“What are you doing, loading the pistol?”

“I’m loading the pistol.”

Unfastening the pistol-case, Mitya actually opened the powder horn, and carefully sprinkled and rammed in the charge. Then he took the bullet and before inserting it, held it in two fingers in front of the candle.

“Why are you looking at the bullet?” asked Pyotr Ilyitch, watching him with uneasy curiosity.

“Oh, a fancy. Why if you meant to put that bullet in your brain, would you look at it or not?”

“Why look at it?”

“It’s going into my brain, so it’s interesting to look and see what it’s like. But that’s foolishness, a moment’s foolishness. Now that’s done,” he added, putting in the bullet and driving it home with the ramrod. “Pyotr Ilyitch, my dear fellow, that’s nonsense, all nonsense, and if only you knew what nonsense! Give me a little piece of paper now.”

“Here’s some paper.”

“No, a clean new piece, writing paper. That’s right.”

And taking a pen from the table, Mitya rapidly wrote two lines, folded the paper in four, and thrust it in his waistcoat pocket. He put the pistols in the case, locked it up, and kept it in his hand. Then he looked at Pyotr Ilyitch with a slow, thoughtful smile.

“Now, let’s go,” he said.

“Where are we going? No, wait a minute…Are you thinking of putting that bullet in your brain, perhaps?” Pyotr Ilyitch asked uneasily.

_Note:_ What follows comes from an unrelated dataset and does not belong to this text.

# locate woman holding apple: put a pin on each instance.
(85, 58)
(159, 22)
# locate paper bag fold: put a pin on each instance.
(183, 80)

“I was fooling about the bullet! I want to live. I love life! You may be sure of that. I love golden-haired Phœbus and his warm light.…Dear Pyotr Ilyitch, do you know how to step aside?”

“What do you mean by ‘stepping aside’?”

“Making way. Making way for a dear creature, and for one I hate. And to let the one I hate become dear—that’s what making way means! And to say to them: God bless you, go your way, pass on, while I…”

“While you?”

“That’s enough, let’s go.”

“Upon my word, I’ll tell some one to prevent your going there,” said Pyotr Ilyitch, looking at him. “What are you going to Mokroe for, now?”

“There’s a woman there, a woman. That’s enough for you. You shut up.”

“Listen, though you’re such a savage I’ve always liked you.…I feel anxious.”

“Thanks, old fellow. I’m a savage you say. Savages, savages! That’s what I’m always saying. Savages! Why, here’s Misha! I was forgetting him.”

Misha ran in, post haste, with a handful of notes in change, and reported that every one was in a bustle at the Plotnikovs’; “They’re carrying down the bottles, and the fish, and the tea; it will all be ready directly.” Mitya seized ten roubles and handed it to Pyotr Ilyitch, then tossed another ten-rouble note to Misha.